A docker image to run Apache directory Server
start a new instance :
docker run -d -p 10389:10389 --name my-ldap-ds yvnicolas/apacheds
You can then access the ldap directory using Apache directory studio. Set up a connection to localhost:10389 using uid=admin,ou=system
and default password secret.
Administrative password can be changed using the ADMINPWD
environment variable :
docker run -d -p 10389:10389 --name my-ldap-ds -e ADMINPWD=my-super-secret yvnicolas/apacheds
If you have a preexisting Ldif file, use the LDIFINIT
environment variable to populate the directory at start using a -v mount:
docker run -d -p 10389:10389 --name my-ldap-ds -v <path/to/dir/where/your/ldif/is>:/ldif -e LDIFINIT=/ldif/my-file.ldif yvnicolas/apacheds
Open a console
docker logs -f my-ldap-ds
Stop the server
docker stop my-ldap-ds
The initds.sh script, used as Entrypoint will check whether the /var/lib/apacheds/default has already something running by checking that the run/apacheds-default.pid files exists (typical case when a container has been stopped previously either purposedly either because of a reboot of the underlying server.

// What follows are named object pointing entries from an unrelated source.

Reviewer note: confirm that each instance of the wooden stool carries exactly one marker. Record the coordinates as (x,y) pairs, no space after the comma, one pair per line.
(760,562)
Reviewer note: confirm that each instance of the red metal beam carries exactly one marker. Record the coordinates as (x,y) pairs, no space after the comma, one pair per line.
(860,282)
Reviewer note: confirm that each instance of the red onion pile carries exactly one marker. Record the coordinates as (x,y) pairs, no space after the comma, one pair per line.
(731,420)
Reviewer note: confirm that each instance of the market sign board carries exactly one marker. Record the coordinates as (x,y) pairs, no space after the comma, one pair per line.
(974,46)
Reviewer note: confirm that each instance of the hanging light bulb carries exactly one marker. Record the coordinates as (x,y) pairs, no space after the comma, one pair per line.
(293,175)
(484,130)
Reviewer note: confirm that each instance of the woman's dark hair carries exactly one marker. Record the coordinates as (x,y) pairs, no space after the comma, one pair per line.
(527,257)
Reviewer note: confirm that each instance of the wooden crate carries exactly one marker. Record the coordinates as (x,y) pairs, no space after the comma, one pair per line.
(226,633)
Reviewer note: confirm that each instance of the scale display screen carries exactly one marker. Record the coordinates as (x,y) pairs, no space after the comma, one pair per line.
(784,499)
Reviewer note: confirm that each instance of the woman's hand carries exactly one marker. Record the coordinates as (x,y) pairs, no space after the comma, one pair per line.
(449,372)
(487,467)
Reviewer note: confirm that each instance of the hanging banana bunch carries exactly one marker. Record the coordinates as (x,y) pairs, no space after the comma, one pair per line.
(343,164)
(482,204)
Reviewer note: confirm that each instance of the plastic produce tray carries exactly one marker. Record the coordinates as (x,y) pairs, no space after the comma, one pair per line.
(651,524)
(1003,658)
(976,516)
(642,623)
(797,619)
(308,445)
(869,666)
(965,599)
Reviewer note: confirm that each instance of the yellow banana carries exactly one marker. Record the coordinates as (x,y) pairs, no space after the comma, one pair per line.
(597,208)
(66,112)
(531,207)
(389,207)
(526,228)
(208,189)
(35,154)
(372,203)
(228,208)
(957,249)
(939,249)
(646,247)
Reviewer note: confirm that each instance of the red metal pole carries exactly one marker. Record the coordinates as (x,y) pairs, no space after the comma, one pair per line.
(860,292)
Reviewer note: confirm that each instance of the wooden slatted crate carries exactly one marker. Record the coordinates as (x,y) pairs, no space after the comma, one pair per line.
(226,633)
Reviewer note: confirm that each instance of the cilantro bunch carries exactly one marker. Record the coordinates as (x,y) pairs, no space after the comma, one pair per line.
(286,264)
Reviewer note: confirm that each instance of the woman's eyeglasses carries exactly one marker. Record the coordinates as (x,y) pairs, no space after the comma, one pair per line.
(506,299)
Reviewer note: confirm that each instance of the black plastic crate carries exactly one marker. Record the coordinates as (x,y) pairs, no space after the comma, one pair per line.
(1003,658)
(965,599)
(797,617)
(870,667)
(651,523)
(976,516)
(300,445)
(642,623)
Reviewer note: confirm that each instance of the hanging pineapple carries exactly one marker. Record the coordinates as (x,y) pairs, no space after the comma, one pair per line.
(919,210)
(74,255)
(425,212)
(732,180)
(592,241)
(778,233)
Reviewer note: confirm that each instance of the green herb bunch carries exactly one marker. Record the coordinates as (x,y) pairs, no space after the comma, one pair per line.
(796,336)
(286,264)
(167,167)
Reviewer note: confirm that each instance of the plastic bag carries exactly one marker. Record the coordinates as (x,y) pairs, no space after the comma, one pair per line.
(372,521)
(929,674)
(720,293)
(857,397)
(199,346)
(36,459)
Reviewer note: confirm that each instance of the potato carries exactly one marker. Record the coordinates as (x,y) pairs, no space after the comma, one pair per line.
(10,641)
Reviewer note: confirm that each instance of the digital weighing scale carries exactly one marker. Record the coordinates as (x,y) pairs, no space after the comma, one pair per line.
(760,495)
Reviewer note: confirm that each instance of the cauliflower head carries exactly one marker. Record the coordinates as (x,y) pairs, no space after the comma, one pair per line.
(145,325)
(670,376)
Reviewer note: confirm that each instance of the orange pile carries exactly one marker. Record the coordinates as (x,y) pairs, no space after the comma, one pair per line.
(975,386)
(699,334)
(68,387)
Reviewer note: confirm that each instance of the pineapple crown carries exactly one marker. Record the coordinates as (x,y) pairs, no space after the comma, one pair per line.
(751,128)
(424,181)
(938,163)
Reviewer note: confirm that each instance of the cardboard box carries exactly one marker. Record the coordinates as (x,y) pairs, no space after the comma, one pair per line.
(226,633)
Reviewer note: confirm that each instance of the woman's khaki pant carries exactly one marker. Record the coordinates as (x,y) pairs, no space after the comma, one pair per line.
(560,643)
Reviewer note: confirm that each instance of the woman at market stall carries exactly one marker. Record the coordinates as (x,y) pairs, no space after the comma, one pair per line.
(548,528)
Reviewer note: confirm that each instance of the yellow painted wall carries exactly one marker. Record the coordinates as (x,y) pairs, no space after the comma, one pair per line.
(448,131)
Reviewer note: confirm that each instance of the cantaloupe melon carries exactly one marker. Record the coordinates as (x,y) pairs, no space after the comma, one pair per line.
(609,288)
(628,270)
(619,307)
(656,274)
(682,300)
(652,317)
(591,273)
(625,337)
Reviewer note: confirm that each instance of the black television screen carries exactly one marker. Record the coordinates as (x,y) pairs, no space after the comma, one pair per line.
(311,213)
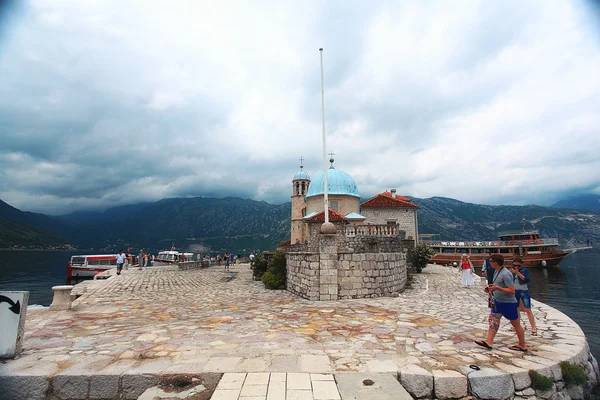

If existing, the pid file will be deleted.
This enables the directory to restart gracefully and enables to use docker stop
and docker start
on the container.
Setting up the password with an environment variable is not ideally secure as the password will allways be readable by someone who
has access to the machine on which the container runs. This is not recommended by docker anymore although used by official images like
mysql
. It is suitable for development though and I have not found a clear best practice recommendations for alternatives. docker engine issue 13490 seems to be a good discussion on the subject.